Quand les 3 singes de la sagesse peuvent nous aider à comprendre l’Écriture !
Je ne sais pas si vous avez déjà vu des représentations des 3 singes de la sagesse. Le 1° singe met ses mains sur les yeux pour ne rien voir, le 2° singe met ses mains sur ses oreilles pour ne rien entendre et le 3° singe met ses mains sur sa bouche pour ne rien dire. Il parait que Gandhi avait toujours avec lui une petite reproduction de ces 3 singes parce qu’il ne voulait pas voir le mal, ni l’entendre et encore moins le colporter. C’est très bien et j’ai une grande admiration pour Gandhi, mais, nous les chrétiens, à la lumière des 3 lectures que nous venons d’entendre, il faudrait plutôt que nous changions cette représentation, il faudrait que le 1° singe mette ses mains au-dessus de ses yeux comme on le fait quand on veut regarder plus loin. Il faudrait que le 2° singe mette ses mains vers ses oreilles comme on le fait quand on veut amplifier le son pour mieux entendre. Et enfin, il faudrait que le 3° singe mette ses mains en porte-voix comme on le fait quand on veut que notre parole puisse porter plus loin. S’il y a des artistes parmi vous, peut-être pourraient-ils faire une telle représentation, et je le dis tout de suite, je serai preneur sinon de petites statuettes, au moins d’un dessin ! Permettez-moi de reprendre chacun de ces singes avec la représentation modifiée pour voir comment ils pourraient magnifiquement illustrer chacune des 3 lectures.
Le 1° singe, mettant ses mains au-dessus de ses yeux pour voir plus loin, illustrerait parfaitement la 1° lecture tirée du livre d’Ezéchiel puisque le Seigneur l’établit comme guetteur.
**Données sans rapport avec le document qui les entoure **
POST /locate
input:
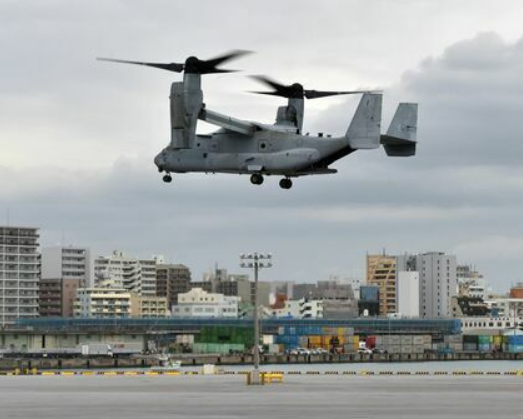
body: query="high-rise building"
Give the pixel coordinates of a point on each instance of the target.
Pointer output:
(64, 270)
(149, 307)
(121, 271)
(171, 280)
(19, 273)
(437, 281)
(102, 303)
(381, 271)
(407, 292)
(369, 301)
(471, 283)
(201, 304)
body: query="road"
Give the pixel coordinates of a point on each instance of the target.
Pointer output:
(322, 397)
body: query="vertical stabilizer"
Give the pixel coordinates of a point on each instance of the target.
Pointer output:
(364, 129)
(401, 137)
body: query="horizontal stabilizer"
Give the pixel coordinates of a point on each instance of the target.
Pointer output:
(401, 137)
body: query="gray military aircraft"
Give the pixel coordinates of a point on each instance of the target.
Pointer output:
(258, 149)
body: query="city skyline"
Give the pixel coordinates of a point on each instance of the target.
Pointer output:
(92, 130)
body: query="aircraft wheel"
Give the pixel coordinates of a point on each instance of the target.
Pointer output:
(285, 183)
(256, 179)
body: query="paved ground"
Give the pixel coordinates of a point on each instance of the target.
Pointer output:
(319, 397)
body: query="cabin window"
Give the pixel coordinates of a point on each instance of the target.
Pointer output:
(263, 145)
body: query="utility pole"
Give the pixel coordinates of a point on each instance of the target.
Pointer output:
(256, 261)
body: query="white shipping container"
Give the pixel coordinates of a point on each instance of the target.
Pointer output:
(394, 339)
(268, 339)
(418, 340)
(91, 349)
(418, 349)
(406, 340)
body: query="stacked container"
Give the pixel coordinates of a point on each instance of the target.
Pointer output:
(485, 343)
(513, 344)
(470, 343)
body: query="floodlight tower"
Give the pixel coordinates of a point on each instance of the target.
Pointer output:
(256, 261)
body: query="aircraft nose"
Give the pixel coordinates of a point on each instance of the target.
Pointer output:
(159, 161)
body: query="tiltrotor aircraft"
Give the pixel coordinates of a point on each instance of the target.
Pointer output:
(280, 149)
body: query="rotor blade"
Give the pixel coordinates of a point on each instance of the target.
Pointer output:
(315, 94)
(214, 62)
(270, 82)
(265, 93)
(178, 68)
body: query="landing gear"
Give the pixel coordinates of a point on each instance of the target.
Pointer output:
(256, 179)
(285, 183)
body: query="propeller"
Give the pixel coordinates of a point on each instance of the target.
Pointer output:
(191, 65)
(296, 90)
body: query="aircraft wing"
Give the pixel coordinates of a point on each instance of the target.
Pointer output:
(240, 126)
(227, 122)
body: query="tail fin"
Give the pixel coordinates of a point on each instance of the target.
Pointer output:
(400, 140)
(364, 129)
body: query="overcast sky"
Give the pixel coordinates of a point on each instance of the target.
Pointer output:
(78, 136)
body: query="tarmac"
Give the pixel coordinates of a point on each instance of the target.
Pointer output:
(228, 396)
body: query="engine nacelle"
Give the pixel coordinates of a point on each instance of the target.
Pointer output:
(186, 101)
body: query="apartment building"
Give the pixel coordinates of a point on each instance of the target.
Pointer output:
(198, 303)
(149, 307)
(121, 271)
(64, 270)
(437, 281)
(171, 280)
(381, 271)
(19, 273)
(102, 303)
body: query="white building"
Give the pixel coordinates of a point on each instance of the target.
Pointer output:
(407, 293)
(299, 309)
(19, 273)
(437, 281)
(121, 271)
(506, 307)
(198, 303)
(102, 303)
(492, 325)
(64, 270)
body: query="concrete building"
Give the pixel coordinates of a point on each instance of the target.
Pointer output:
(64, 270)
(407, 294)
(437, 281)
(369, 301)
(337, 300)
(465, 306)
(197, 303)
(102, 303)
(121, 271)
(505, 307)
(149, 307)
(490, 325)
(299, 309)
(381, 271)
(471, 283)
(19, 273)
(516, 291)
(171, 280)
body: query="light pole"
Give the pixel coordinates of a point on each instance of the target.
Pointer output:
(256, 261)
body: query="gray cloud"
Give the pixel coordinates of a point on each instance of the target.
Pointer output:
(78, 136)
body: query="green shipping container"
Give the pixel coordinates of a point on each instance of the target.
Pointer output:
(217, 348)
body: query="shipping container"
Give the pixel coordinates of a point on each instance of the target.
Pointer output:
(406, 340)
(370, 342)
(217, 348)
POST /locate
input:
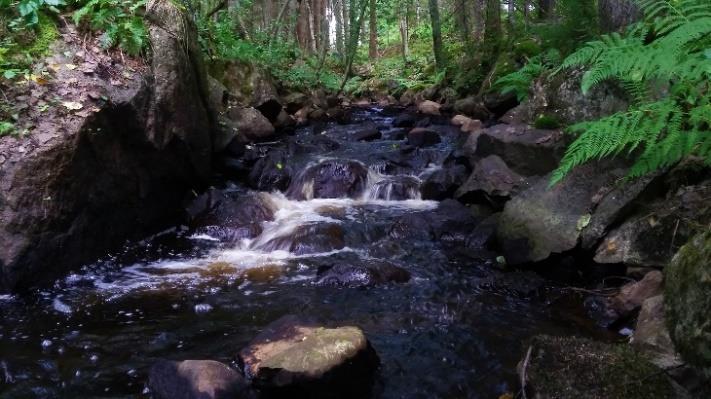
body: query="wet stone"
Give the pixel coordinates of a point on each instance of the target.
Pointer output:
(295, 358)
(197, 379)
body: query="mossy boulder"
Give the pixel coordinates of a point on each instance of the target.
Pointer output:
(577, 368)
(688, 300)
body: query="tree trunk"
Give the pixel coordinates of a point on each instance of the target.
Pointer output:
(373, 47)
(405, 36)
(616, 14)
(338, 14)
(436, 35)
(353, 40)
(545, 9)
(479, 12)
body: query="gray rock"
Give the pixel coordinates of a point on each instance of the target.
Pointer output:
(652, 234)
(197, 379)
(688, 299)
(544, 220)
(572, 367)
(491, 178)
(304, 359)
(251, 124)
(527, 151)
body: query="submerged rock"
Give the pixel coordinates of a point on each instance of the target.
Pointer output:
(396, 188)
(308, 239)
(428, 107)
(197, 379)
(491, 180)
(251, 124)
(577, 368)
(330, 179)
(688, 300)
(423, 137)
(230, 216)
(293, 358)
(360, 274)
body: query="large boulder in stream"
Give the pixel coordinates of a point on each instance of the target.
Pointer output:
(82, 183)
(688, 300)
(492, 180)
(526, 151)
(578, 368)
(230, 216)
(197, 379)
(296, 358)
(330, 179)
(544, 220)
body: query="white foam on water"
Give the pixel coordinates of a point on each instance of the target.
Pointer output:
(289, 216)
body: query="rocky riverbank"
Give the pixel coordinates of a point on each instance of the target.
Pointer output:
(420, 192)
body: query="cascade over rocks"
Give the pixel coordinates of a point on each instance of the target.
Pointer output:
(330, 179)
(115, 174)
(197, 379)
(296, 358)
(688, 299)
(362, 273)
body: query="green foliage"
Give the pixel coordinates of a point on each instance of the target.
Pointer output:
(665, 65)
(121, 22)
(519, 82)
(6, 128)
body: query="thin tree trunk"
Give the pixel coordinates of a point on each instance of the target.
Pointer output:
(405, 36)
(338, 14)
(373, 47)
(436, 35)
(353, 42)
(616, 14)
(277, 23)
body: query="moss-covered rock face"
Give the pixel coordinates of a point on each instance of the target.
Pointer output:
(688, 300)
(576, 368)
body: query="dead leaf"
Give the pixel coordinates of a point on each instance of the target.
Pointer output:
(72, 105)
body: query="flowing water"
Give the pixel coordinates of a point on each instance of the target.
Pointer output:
(455, 330)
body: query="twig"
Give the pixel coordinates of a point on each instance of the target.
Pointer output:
(523, 371)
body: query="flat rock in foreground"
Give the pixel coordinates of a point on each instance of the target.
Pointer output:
(301, 359)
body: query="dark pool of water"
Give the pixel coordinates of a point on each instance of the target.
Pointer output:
(456, 330)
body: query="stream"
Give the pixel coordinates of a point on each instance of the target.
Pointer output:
(456, 328)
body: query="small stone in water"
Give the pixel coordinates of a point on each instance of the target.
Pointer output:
(203, 308)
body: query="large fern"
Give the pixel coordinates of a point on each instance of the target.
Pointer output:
(664, 62)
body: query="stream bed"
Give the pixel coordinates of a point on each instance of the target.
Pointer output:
(457, 328)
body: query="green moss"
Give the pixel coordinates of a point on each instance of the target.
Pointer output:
(547, 122)
(47, 33)
(527, 49)
(688, 299)
(571, 367)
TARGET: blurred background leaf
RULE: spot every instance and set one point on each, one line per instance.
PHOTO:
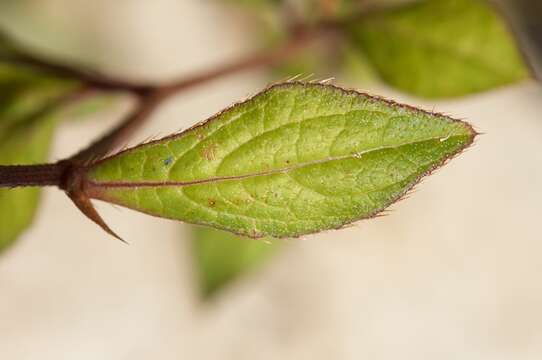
(28, 116)
(525, 17)
(221, 257)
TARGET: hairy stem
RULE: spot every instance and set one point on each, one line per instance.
(30, 175)
(150, 101)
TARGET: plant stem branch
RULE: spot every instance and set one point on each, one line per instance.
(149, 101)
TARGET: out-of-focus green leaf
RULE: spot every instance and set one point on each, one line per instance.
(221, 257)
(440, 48)
(295, 159)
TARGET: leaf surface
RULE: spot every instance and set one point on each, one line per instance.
(295, 159)
(441, 48)
(221, 257)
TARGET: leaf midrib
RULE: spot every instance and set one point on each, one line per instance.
(131, 184)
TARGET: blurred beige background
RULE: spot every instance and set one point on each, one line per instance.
(452, 273)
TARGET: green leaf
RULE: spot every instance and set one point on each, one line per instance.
(221, 257)
(295, 159)
(26, 143)
(441, 48)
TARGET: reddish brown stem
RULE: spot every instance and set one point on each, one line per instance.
(30, 175)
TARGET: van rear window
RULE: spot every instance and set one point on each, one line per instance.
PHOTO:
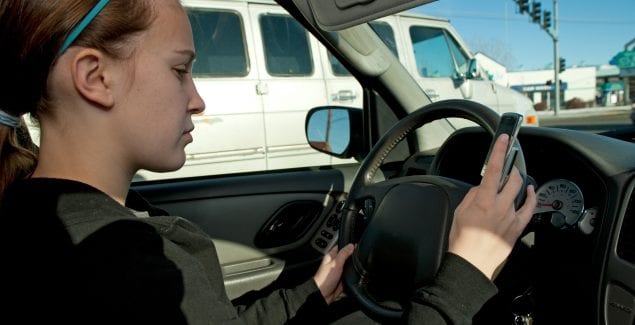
(286, 45)
(385, 33)
(220, 43)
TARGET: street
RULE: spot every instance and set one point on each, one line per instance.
(592, 120)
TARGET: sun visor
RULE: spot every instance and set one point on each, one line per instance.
(332, 15)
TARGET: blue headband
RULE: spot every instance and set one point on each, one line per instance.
(82, 25)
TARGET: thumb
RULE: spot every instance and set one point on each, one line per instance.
(344, 253)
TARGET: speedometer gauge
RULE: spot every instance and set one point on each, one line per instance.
(563, 199)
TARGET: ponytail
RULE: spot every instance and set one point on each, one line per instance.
(18, 155)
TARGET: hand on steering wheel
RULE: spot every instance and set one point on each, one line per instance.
(402, 226)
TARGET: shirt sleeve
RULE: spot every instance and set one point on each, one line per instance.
(457, 294)
(302, 304)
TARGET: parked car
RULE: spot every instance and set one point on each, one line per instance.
(263, 71)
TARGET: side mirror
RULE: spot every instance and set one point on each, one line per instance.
(335, 130)
(472, 69)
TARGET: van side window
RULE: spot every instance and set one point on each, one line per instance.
(220, 43)
(432, 52)
(459, 56)
(386, 34)
(286, 46)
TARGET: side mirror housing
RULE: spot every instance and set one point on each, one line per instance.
(335, 130)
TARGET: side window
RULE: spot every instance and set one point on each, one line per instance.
(386, 34)
(459, 56)
(286, 45)
(431, 51)
(220, 43)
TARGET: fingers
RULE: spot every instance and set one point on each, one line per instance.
(344, 253)
(527, 210)
(513, 185)
(495, 165)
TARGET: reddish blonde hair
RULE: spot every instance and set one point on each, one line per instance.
(31, 34)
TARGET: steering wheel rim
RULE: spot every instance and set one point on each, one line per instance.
(362, 268)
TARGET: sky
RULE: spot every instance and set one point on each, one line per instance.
(590, 32)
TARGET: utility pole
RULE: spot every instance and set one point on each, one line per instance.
(556, 59)
(537, 15)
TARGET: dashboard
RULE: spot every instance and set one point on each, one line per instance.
(568, 260)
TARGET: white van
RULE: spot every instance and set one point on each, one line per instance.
(260, 71)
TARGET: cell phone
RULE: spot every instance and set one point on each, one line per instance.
(510, 124)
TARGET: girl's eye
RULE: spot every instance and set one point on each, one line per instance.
(181, 72)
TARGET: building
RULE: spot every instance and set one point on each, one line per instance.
(577, 86)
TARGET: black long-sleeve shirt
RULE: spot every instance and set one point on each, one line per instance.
(76, 255)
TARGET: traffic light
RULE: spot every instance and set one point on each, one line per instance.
(563, 65)
(535, 12)
(523, 6)
(546, 19)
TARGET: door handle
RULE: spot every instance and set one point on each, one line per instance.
(344, 95)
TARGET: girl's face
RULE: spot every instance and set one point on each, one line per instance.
(159, 99)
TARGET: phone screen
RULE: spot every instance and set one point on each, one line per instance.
(509, 124)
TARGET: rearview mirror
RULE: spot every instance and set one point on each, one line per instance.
(332, 15)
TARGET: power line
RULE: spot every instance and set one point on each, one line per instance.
(490, 16)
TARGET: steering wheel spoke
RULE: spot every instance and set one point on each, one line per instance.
(401, 226)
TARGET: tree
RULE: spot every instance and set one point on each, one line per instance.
(495, 49)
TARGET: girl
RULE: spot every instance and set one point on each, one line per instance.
(111, 85)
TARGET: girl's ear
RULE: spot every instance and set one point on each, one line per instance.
(91, 77)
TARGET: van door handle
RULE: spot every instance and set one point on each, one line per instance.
(343, 95)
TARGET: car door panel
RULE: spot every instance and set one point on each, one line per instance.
(234, 210)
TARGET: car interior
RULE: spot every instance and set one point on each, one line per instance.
(575, 263)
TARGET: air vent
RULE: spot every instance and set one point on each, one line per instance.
(626, 241)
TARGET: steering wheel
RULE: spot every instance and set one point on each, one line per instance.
(401, 226)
Par définition, un guetteur, il a les yeux grands ouverts pour voir venir l’ennemi et prévenir du danger suffisamment tôt. Le Seigneur demande donc à son prophète de ne pas fermer les yeux sur les attitudes de ses frères qui pourraient les conduire à leur perte. Il faut qu’il soit vigilant pour avertir et encourager à la conversion ceux qui se perdent. Aujourd’hui encore, dans notre Eglise, nous avons besoin de guetteurs vigilants et courageux qui renoncent à la tranquillité qui consisterait à fermer les yeux en disant que ce n’est pas leur problème. Il faut oser voir ce qui est mal et oser le dénoncer. Mais peut-être y aurait-il encore plus besoin de guetteurs au regard aiguisé pour voir le bien, pour voir tous les humbles gestes d’amour et qui puissent encourager ceux qui les font et ouvrir les yeux de tous ceux qui sont pessimistes et défaitistes. Elles seraient belles nos communautés si, chaque jour, nous arrivions à voir une belle chose chez ceux avec qui nous vivons et pourquoi pas le leur dire ! Agir ainsi, ça ne serait pas pratiquer la méthode Coué qui consiste à s’auto-convaincre que tout va bien ! Non ! Agir ainsi, ça serait plutôt mettre en œuvre cette conviction qui nous invite à croire que l’Esprit-Saint est à l’œuvre dans le cœur de chaque homme.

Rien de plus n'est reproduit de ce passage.